What kubelet is
kubelet is the only k8s component that works with
containers on the node. Everything you see in kubectl get pod
is the result of kubelet doing the following:
- Subscribed to the PodSpecs for its node through kube-apiserver
- Compares the desired state (from the API) with the actual state (what is really running)
- Makes changes through CRI/CSI/CNI
- Reports status back to the API
Do not confuse it with the container runtime (containerd). kubelet sits a level above: it commands the runtime through CRI gRPC.
kube-apiserver
▲ ▼ list/watch + status
kubelet (on every node)
│
├── CRI gRPC → containerd → [[runc-and-runsc|runc]] → container
├── CSI gRPC → csi-driver → mount/attach volume
└── CNI exec → calico/cilium → pod network
The main subsystems
Pod sync loop
The heart of kubelet is syncLoop in pkg/kubelet/kubelet.go.
An every-N-seconds loop (default 10s) or event-driven:
- Get the desired set of pods from the sources: the API server,
--pod-manifest-path(static pods for the control plane), an HTTP URL. - Compare with the running pods.
- For each pod that should be running but is not, call
syncPod. - For each one that is running but should not be, call
killPod.
There are three sources:
- api: the main one, a watch on kube-apiserver
- file: static pods from
/etc/kubernetes/manifests/(apiserver, etcd, controller-manager start themselves this way on the control plane) - http: an external URL with a PodList
CRI, the Container Runtime Interface
This is the conversation with the container runtime over gRPC, through a socket,
unix:///var/run/containerd/containerd.sock (or the CRI-O equivalent). Two services:
- RuntimeService handles the pods/containers lifecycle (RunPodSandbox, CreateContainer, StartContainer, StopPodSandbox)
- ImageService handles pull/list/remove image
A pod in CRI is a PodSandbox (a container with the pause image, holding
the netns plus the ipc/uts namespace) plus N containers inside it,
all sharing the netns with pause.
The pause container exists so that:
- PID 1 in the pod namespace is always alive (to reap zombies)
- A restart of the application container does not kill the pod network
Container Manager
It manages the cgroup tree on the node:
/sys/fs/cgroup/
├── system.slice/ # systemd
├── kubepods.slice/
▸kubelet root
│ ├── kubepods-burstable.slice/ # QoS class
│ │ └── kubepods-burstable-pod<UID>.slice/
│ │ └── cri-containerd-<containerID>.scope/
│ ├── kubepods-besteffort.slice/
│ └── kubepods-pod<UID>.slice/ # Guaranteed
The hierarchy follows the pod's QoS class:
- Guaranteed: requests == limits on all containers. Highest priority.

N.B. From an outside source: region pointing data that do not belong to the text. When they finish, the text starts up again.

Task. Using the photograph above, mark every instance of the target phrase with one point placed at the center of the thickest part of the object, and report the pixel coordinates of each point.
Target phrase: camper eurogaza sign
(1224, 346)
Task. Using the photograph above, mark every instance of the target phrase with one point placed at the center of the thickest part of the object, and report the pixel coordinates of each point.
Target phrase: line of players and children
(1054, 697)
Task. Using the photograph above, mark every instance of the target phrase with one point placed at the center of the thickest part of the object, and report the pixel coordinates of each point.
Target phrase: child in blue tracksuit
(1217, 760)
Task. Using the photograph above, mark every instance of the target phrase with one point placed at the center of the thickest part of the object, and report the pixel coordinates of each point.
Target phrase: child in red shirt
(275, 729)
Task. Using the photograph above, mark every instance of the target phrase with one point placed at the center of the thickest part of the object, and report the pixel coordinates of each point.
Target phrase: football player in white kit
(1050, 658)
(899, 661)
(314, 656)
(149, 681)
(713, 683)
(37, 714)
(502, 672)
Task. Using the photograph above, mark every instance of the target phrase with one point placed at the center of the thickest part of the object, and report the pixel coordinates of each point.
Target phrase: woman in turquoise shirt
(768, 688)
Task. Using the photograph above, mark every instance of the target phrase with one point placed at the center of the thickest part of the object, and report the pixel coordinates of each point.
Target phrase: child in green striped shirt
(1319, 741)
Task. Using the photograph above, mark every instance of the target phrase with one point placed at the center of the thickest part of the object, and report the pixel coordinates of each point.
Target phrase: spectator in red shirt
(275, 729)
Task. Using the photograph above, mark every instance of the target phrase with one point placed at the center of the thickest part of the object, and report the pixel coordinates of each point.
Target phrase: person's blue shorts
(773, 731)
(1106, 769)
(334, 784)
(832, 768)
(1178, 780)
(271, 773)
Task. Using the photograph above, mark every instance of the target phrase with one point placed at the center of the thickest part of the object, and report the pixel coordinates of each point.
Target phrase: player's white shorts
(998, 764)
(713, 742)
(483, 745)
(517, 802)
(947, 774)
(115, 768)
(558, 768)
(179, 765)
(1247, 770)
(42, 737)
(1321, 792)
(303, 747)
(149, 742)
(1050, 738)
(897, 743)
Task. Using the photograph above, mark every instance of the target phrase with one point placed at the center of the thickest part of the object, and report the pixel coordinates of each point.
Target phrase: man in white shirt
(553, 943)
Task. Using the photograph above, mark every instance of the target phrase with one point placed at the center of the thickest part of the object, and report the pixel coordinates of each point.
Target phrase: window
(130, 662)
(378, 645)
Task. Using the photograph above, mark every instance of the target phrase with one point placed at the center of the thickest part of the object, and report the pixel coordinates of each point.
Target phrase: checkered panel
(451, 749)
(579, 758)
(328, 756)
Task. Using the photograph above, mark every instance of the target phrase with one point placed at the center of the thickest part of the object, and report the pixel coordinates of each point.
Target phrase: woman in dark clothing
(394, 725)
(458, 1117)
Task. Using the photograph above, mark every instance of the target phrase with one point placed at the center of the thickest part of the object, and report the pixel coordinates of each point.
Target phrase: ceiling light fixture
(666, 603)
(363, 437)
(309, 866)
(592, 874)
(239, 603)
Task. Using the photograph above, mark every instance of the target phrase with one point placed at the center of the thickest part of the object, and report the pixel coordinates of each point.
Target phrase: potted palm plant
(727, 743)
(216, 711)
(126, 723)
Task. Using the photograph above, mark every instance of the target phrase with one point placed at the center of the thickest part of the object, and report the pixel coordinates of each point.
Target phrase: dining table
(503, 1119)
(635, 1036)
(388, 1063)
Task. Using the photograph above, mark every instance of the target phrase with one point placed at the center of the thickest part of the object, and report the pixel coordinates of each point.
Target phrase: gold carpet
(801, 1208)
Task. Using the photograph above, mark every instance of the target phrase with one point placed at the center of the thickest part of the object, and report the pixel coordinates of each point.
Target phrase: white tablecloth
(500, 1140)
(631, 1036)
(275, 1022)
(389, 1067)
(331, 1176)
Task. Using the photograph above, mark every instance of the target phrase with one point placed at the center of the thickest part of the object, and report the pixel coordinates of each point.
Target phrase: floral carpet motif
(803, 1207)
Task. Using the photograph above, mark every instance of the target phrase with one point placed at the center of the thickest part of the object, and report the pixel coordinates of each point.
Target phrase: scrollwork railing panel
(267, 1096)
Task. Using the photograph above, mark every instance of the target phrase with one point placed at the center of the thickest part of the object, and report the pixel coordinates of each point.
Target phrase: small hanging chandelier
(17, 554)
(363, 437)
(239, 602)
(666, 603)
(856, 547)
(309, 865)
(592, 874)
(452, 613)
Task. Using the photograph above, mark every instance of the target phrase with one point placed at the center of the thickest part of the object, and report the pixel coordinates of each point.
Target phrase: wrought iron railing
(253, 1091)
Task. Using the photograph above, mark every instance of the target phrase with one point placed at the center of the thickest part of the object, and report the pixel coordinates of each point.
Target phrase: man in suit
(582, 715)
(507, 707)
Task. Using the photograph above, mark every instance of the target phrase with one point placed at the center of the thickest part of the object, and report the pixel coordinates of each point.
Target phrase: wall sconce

- Burstable: requests < limits, or some containers without either
- BestEffort: neither requests nor limits
When [[oom-killer|OOM]] hits the node, BestEffort goes first, then Burstable (by oom_score), and Guaranteed last.
Useful: --reserved-cpus, --cpu-manager-policy=static
pin physical CPUs to Guaranteed pods.
Volume Manager
It reacts to pods with volumes by calling the CSI drivers (Attach → Mount → unmount → Detach). For CSI this is all gRPC to the socket of the CSI Node plugin on the node.
Details:
- Mount/Unmount are idempotent, and kubelet retries on error
- Attach/Detach is done not by kubelet but by the external-attacher sidecar
when
attachRequired: truein the CSI driver (but the decision is made by the A/D Controller in kube-controller-manager) - Mount flags (
noatime,nodev) are set in the [[kubernetes-storage|StorageClass]]
Probes
Health checking of pods:
- livenessProbe: is the pod alive? If it fails N times, then kill plus restart
- readinessProbe: is the pod ready to accept traffic? If not, remove it from Endpoints (but do not kill it)
- startupProbe: replaces liveness at startup, for slowly starting applications (so you avoid a kill during boot)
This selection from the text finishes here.